Un succès tel que de nouvelles dates seront organisées dès que possible cette année. Si vous avez raté nos bistrotiers préférés, il vous reste encore une chance.

Photos : © Marie Molinario/le Bimsa.

Les 11 alliés du bien vieillir

Créé avec la fondation nationale de gérontologie et lancé en 2012, le Peps Eurêka s’inscrit dans une prévention globale du vieillissement basée sur l’impact positif de onze alliés naturels :

► une activité physique régulière
► une alimentation équilibrée
► le respect des cycles du sommeil
► la stimulation intellectuelle
► l’environnement familial
► la stimulation sociale
► les stimulations psychoaffectives et la sexualité
► les loisirs et les projets
► l’équilibre
► la vision et l’audition
► le patrimoine génétique (le seul sur lequel on ne peut agir)

Tous ces facteurs ont des effets bénéfiques sur la santé et, par ricochet, sur la mémoire.

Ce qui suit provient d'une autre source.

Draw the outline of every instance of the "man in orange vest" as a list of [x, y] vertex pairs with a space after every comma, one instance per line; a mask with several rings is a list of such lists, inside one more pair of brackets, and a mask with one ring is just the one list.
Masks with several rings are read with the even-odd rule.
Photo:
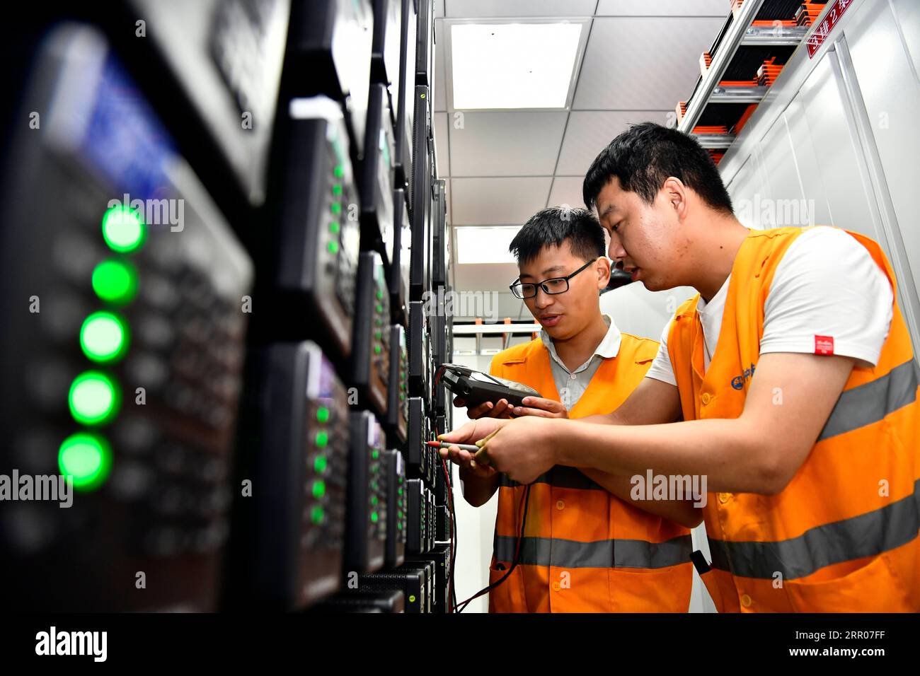
[[[527, 397], [514, 415], [609, 413], [645, 376], [658, 343], [621, 333], [601, 314], [610, 261], [597, 219], [583, 209], [546, 209], [524, 224], [511, 251], [521, 272], [512, 291], [543, 325], [539, 338], [492, 360], [493, 375], [543, 395]], [[504, 399], [468, 414], [512, 416]], [[547, 467], [528, 496], [526, 487], [454, 451], [467, 502], [478, 507], [499, 491], [489, 583], [511, 573], [489, 592], [490, 612], [686, 612], [687, 527], [702, 520], [692, 499], [634, 501], [627, 477], [562, 465]]]
[[634, 280], [698, 294], [613, 414], [448, 441], [494, 432], [480, 453], [522, 483], [557, 464], [706, 475], [712, 562], [695, 563], [720, 611], [920, 611], [920, 370], [879, 245], [748, 230], [699, 144], [650, 123], [583, 192]]

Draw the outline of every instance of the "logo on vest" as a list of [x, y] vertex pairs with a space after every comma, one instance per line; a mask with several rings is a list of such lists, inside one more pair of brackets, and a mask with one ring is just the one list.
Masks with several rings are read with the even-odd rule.
[[834, 336], [815, 336], [814, 353], [834, 354]]
[[736, 390], [743, 389], [744, 384], [747, 383], [752, 378], [752, 376], [753, 376], [753, 371], [755, 368], [757, 367], [755, 367], [753, 364], [751, 364], [750, 368], [744, 369], [744, 372], [742, 372], [741, 375], [736, 375], [734, 378], [731, 379], [731, 386]]

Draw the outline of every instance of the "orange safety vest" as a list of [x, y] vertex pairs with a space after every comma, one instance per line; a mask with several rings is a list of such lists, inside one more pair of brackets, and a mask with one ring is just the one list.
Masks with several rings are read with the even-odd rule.
[[[651, 365], [658, 342], [622, 334], [569, 418], [610, 413]], [[560, 401], [540, 339], [504, 350], [491, 372]], [[500, 475], [489, 584], [512, 566], [525, 486]], [[693, 582], [690, 532], [611, 495], [574, 467], [557, 465], [531, 487], [519, 564], [489, 592], [490, 613], [685, 613]], [[497, 564], [503, 566], [498, 568]]]
[[[685, 420], [741, 416], [773, 276], [802, 232], [752, 230], [742, 244], [705, 375], [699, 295], [677, 309], [668, 352]], [[849, 234], [885, 271], [896, 299], [894, 273], [879, 245]], [[895, 302], [879, 363], [853, 369], [788, 486], [775, 496], [709, 494], [704, 519], [712, 568], [702, 577], [720, 612], [920, 610], [917, 383]]]

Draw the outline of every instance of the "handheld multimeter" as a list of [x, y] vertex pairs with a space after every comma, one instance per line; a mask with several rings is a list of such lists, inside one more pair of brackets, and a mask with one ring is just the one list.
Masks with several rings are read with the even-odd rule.
[[474, 371], [460, 364], [443, 364], [441, 377], [447, 389], [461, 397], [467, 407], [475, 407], [483, 402], [493, 404], [506, 399], [512, 406], [523, 406], [525, 396], [540, 396], [532, 387], [512, 380], [498, 378], [481, 371]]

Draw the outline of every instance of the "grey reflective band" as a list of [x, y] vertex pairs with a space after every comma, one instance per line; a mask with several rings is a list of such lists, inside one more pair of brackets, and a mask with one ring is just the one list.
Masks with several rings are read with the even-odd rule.
[[[580, 472], [576, 467], [569, 467], [563, 464], [554, 465], [548, 472], [540, 475], [534, 480], [535, 484], [549, 484], [557, 488], [578, 488], [580, 490], [606, 490], [603, 486], [587, 475]], [[506, 488], [516, 488], [521, 486], [516, 481], [508, 478], [508, 475], [502, 473], [499, 477], [499, 486]]]
[[[517, 538], [495, 536], [495, 558], [514, 560]], [[690, 563], [690, 535], [678, 535], [663, 543], [645, 540], [597, 540], [580, 543], [549, 537], [524, 537], [518, 563], [563, 568], [666, 568]]]
[[709, 540], [712, 567], [739, 578], [785, 579], [900, 547], [920, 531], [920, 480], [914, 494], [891, 505], [850, 519], [817, 526], [799, 537], [779, 542]]
[[913, 359], [887, 375], [840, 394], [818, 441], [845, 434], [913, 404], [917, 398], [920, 367]]

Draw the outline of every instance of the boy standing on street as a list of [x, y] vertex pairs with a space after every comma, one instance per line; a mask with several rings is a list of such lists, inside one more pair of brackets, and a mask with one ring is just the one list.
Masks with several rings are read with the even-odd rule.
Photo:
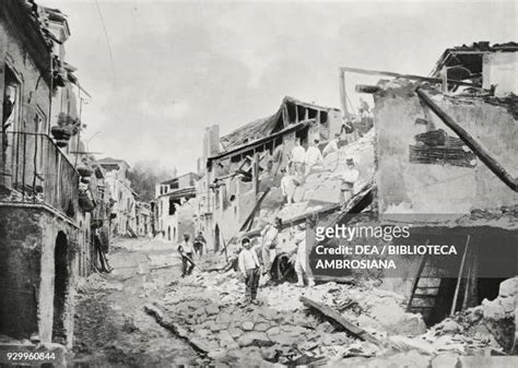
[[192, 242], [189, 239], [189, 234], [184, 234], [184, 241], [178, 246], [178, 252], [181, 256], [181, 277], [190, 275], [195, 269], [195, 263], [192, 263]]
[[251, 302], [257, 305], [257, 288], [259, 287], [259, 277], [261, 275], [259, 259], [257, 253], [251, 249], [250, 239], [242, 240], [243, 250], [239, 253], [237, 265], [245, 277], [245, 305]]

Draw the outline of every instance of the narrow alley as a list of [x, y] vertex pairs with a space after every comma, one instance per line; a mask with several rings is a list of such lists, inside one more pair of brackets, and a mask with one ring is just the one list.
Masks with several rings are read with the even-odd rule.
[[114, 244], [110, 263], [111, 273], [94, 273], [78, 287], [74, 366], [162, 367], [198, 361], [188, 343], [160, 327], [143, 308], [179, 276], [174, 247], [154, 239], [121, 239]]

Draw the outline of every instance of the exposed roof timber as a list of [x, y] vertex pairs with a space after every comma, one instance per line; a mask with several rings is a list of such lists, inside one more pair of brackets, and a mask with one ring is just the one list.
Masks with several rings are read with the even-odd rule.
[[186, 188], [176, 189], [170, 192], [161, 194], [158, 195], [158, 198], [162, 198], [162, 197], [183, 198], [183, 197], [188, 197], [188, 195], [196, 195], [195, 187], [186, 187]]
[[259, 138], [255, 141], [251, 141], [251, 142], [248, 142], [244, 145], [240, 145], [240, 146], [237, 146], [231, 151], [227, 151], [227, 152], [222, 152], [215, 156], [212, 156], [212, 157], [209, 157], [209, 162], [211, 161], [214, 161], [214, 159], [220, 159], [220, 158], [224, 158], [226, 156], [232, 156], [232, 155], [236, 155], [236, 154], [239, 154], [239, 153], [243, 153], [243, 152], [246, 152], [246, 151], [249, 151], [249, 150], [252, 150], [254, 147], [260, 145], [260, 144], [263, 144], [270, 140], [274, 140], [275, 138], [279, 138], [279, 136], [282, 136], [283, 134], [285, 133], [289, 133], [289, 132], [292, 132], [292, 131], [297, 131], [297, 130], [301, 130], [303, 129], [304, 127], [306, 127], [307, 124], [311, 123], [311, 122], [315, 122], [316, 120], [315, 119], [308, 119], [308, 120], [304, 120], [304, 121], [301, 121], [298, 123], [295, 123], [295, 124], [290, 124], [287, 126], [286, 128], [284, 128], [283, 130], [280, 130], [278, 131], [276, 133], [273, 133], [273, 134], [270, 134], [270, 135], [267, 135], [267, 136], [262, 136], [262, 138]]
[[325, 112], [340, 111], [339, 109], [333, 108], [333, 107], [319, 106], [313, 103], [305, 103], [305, 102], [298, 100], [294, 97], [285, 96], [282, 99], [281, 106], [278, 108], [278, 110], [273, 115], [267, 118], [254, 120], [229, 132], [228, 134], [223, 135], [220, 140], [221, 145], [223, 146], [225, 151], [228, 151], [228, 150], [232, 151], [235, 147], [247, 143], [246, 142], [247, 140], [255, 140], [258, 138], [262, 138], [262, 136], [276, 132], [276, 130], [284, 129], [285, 124], [289, 123], [289, 121], [285, 119], [286, 116], [284, 115], [289, 105], [294, 106], [295, 110], [297, 110], [298, 107], [302, 107], [305, 109], [325, 111]]
[[518, 191], [518, 179], [514, 178], [496, 159], [494, 159], [490, 153], [462, 127], [460, 127], [450, 116], [436, 105], [426, 93], [419, 88], [415, 90], [421, 100], [424, 102], [443, 122], [455, 131], [459, 138], [479, 156], [479, 158], [510, 189], [515, 192]]
[[[358, 73], [358, 74], [366, 74], [366, 75], [386, 75], [392, 78], [404, 78], [408, 80], [414, 81], [423, 81], [423, 82], [431, 82], [431, 83], [443, 83], [443, 79], [440, 78], [431, 78], [431, 76], [423, 76], [423, 75], [414, 75], [414, 74], [400, 74], [395, 72], [387, 72], [387, 71], [376, 71], [376, 70], [368, 70], [368, 69], [357, 69], [357, 68], [340, 68], [340, 71], [349, 72], [349, 73]], [[467, 86], [479, 86], [479, 84], [464, 82], [464, 81], [455, 81], [448, 80], [448, 83], [457, 84], [457, 85], [467, 85]]]

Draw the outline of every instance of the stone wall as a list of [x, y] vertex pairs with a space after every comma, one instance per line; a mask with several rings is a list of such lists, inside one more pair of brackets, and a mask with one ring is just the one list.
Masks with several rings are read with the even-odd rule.
[[[61, 235], [60, 235], [61, 234]], [[0, 334], [30, 339], [37, 334], [51, 342], [55, 299], [55, 247], [64, 237], [63, 313], [59, 318], [66, 341], [71, 346], [73, 304], [73, 258], [79, 248], [78, 230], [48, 209], [33, 205], [0, 206]]]
[[[457, 136], [420, 104], [414, 87], [411, 83], [392, 82], [375, 95], [376, 181], [380, 212], [463, 214], [474, 209], [516, 204], [518, 194], [478, 158], [472, 167], [410, 163], [409, 145], [415, 144], [416, 134], [443, 129], [449, 136]], [[440, 94], [433, 98], [510, 170], [513, 177], [517, 176], [517, 121], [505, 107]]]

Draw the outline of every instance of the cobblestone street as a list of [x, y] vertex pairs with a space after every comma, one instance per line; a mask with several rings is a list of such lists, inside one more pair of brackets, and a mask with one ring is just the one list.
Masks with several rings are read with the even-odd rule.
[[[158, 256], [166, 256], [163, 261], [170, 263], [157, 263]], [[74, 365], [166, 367], [195, 363], [198, 354], [143, 309], [163, 293], [161, 286], [179, 275], [173, 246], [123, 239], [115, 244], [110, 262], [110, 274], [93, 274], [79, 287]]]

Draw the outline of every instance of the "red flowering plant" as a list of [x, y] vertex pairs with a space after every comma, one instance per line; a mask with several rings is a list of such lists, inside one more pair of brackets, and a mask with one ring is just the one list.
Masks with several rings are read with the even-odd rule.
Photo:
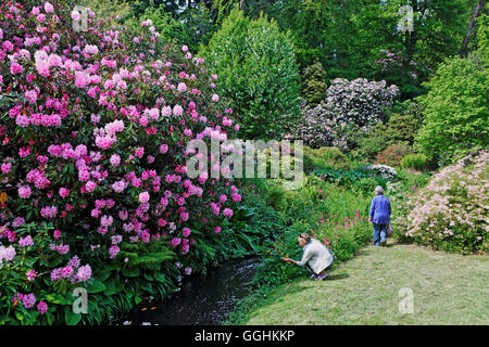
[[[2, 266], [20, 261], [12, 254], [21, 241], [37, 249], [33, 226], [46, 222], [55, 265], [36, 260], [18, 273], [75, 285], [96, 277], [95, 259], [134, 268], [151, 249], [188, 274], [205, 266], [192, 248], [216, 237], [240, 195], [227, 179], [187, 177], [186, 147], [211, 134], [230, 138], [233, 111], [215, 94], [217, 76], [204, 60], [162, 42], [151, 21], [133, 33], [79, 11], [66, 1], [0, 8]], [[85, 20], [86, 30], [75, 30]], [[18, 300], [2, 292], [3, 312]]]

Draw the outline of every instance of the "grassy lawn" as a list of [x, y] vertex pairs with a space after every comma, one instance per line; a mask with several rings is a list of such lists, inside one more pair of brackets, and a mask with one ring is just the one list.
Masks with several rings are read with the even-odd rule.
[[[328, 280], [271, 293], [246, 324], [489, 324], [489, 257], [399, 244], [365, 247]], [[413, 313], [400, 313], [413, 291]]]

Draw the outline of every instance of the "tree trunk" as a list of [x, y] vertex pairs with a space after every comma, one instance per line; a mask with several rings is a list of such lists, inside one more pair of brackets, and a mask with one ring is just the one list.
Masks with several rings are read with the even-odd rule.
[[467, 35], [465, 35], [464, 41], [462, 42], [462, 48], [460, 49], [461, 57], [467, 56], [468, 41], [471, 40], [472, 31], [474, 31], [475, 21], [480, 14], [480, 10], [484, 8], [485, 2], [486, 0], [479, 0], [479, 3], [477, 3], [476, 8], [474, 9], [471, 22], [468, 23]]

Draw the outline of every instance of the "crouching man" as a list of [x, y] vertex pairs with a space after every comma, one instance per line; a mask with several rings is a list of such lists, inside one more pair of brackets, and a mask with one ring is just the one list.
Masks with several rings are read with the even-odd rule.
[[311, 272], [311, 279], [323, 280], [327, 275], [327, 271], [333, 267], [333, 253], [326, 248], [321, 241], [310, 239], [306, 233], [302, 233], [298, 239], [299, 244], [303, 248], [301, 261], [289, 258], [283, 258], [286, 262], [293, 262], [300, 267], [305, 267]]

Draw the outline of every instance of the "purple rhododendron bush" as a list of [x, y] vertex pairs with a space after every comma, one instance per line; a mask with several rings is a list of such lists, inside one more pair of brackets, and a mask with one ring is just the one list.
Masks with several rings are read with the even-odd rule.
[[443, 168], [396, 221], [404, 237], [449, 252], [489, 250], [489, 152]]
[[[215, 260], [241, 201], [237, 183], [186, 175], [190, 140], [239, 129], [203, 59], [162, 42], [151, 21], [130, 33], [89, 12], [74, 30], [72, 10], [0, 8], [5, 324], [106, 322], [143, 293], [170, 295]], [[88, 314], [72, 310], [76, 287]]]

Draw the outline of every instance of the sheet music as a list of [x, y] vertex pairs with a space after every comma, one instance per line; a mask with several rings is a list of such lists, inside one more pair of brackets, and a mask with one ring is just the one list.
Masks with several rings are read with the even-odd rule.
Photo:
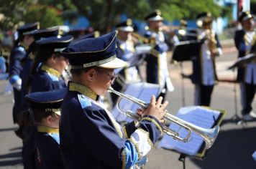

Issus de la méthode Neuropeps (programme de stimulation cognitive et psychosociale des adultes indemnes de pathologies cérébrales), les 10 ateliers du Peps Eurêka, centrés sur la santé cognitive, en groupe de 10-12 personnes, permettent de comprendre le fonctionnement du cerveau et des mémoires, d’apprendre différentes stratégies de mémorisation et comment les combiner, de prendre conscience de ses difficultés et retrouver confiance en ses capacités pour y remédier, de changer de comportements et d’habitudes, de dédramatiser ses pertes de mémoire, de s’enrichir mutuellement, se divertir, faire des projets, partager ses difficultés au quotidien et faire des rencontres.